Engineering Team, which is subscribed to neutron.
https://bugs.launchpad.net/bugs/2112648
Title:
[OVS Firewall] Remote-group member flows not restored after port
rebind with same IP/MAC during migration to OVS
Status in neutron:
New
Bug description:
While migrating from ML2/linuxbridge to ML2/openvswitch using the
native OVS firewall driver (Openstack Caracal 2024.1), I observed that
remote-group-based security group rules stop functioning after source
security group Virtual Machine is redeployed but persisting port(s),
reusing them (the port retains its IP and MAC address).
Remote-group match flows are not restored on target Virtual machines.
Looks to me this occurs because the security_group_member_updated()
RPC is not triggered during port recreation if:
* The port keeps the same IP/MAC.
* The associated security group memberships remain unchanged.
* The port status appears as DOWN (from the plugin’s view), while the binding status is ACTIVE.
As a result, the OVS agent does not update the remote-group address
buckets, and the receiving VM does not permit traffic from the
recreated sender and breaking connectivity for security group rules
using remote-group-id.
Steps to Reproduce:
* Configure security group rules with remote-group-id references.

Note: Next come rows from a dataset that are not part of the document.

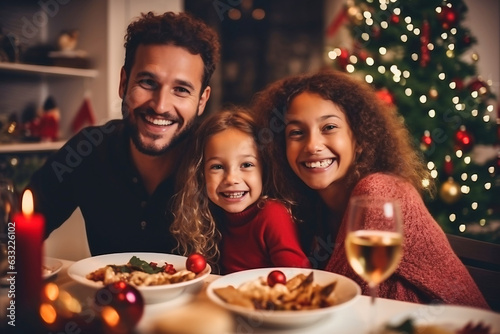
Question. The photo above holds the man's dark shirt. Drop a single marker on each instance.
(94, 171)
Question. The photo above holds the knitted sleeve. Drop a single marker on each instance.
(429, 271)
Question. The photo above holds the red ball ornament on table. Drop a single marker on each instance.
(275, 277)
(196, 263)
(121, 306)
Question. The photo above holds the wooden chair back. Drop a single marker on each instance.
(482, 259)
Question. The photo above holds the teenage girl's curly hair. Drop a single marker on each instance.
(380, 133)
(194, 225)
(179, 29)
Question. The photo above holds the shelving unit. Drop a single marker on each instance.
(30, 147)
(52, 70)
(40, 70)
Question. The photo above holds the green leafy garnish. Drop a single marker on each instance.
(141, 265)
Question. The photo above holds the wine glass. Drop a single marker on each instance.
(374, 241)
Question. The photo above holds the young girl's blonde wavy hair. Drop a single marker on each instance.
(194, 225)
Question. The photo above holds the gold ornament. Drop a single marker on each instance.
(433, 93)
(450, 191)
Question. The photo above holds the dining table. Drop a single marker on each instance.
(194, 303)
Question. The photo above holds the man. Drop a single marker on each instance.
(122, 174)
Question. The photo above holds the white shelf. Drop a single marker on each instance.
(53, 70)
(31, 147)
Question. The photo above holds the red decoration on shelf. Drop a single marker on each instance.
(463, 139)
(424, 41)
(84, 116)
(448, 17)
(49, 121)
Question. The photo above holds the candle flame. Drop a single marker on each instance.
(27, 203)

* Deploy (source) VM A and (target) VM B, like on the same host, with SG rules allowing mutual access using remote-group references.
* Delete and recreate VM A, but persist the existing port(s).
* Observe that VM B does not receive traffic from VM A.
* Dump flows with ovs-ofctl on br-int, the source IP of VM A is missing from the conjunction-based rules on VM B’s side.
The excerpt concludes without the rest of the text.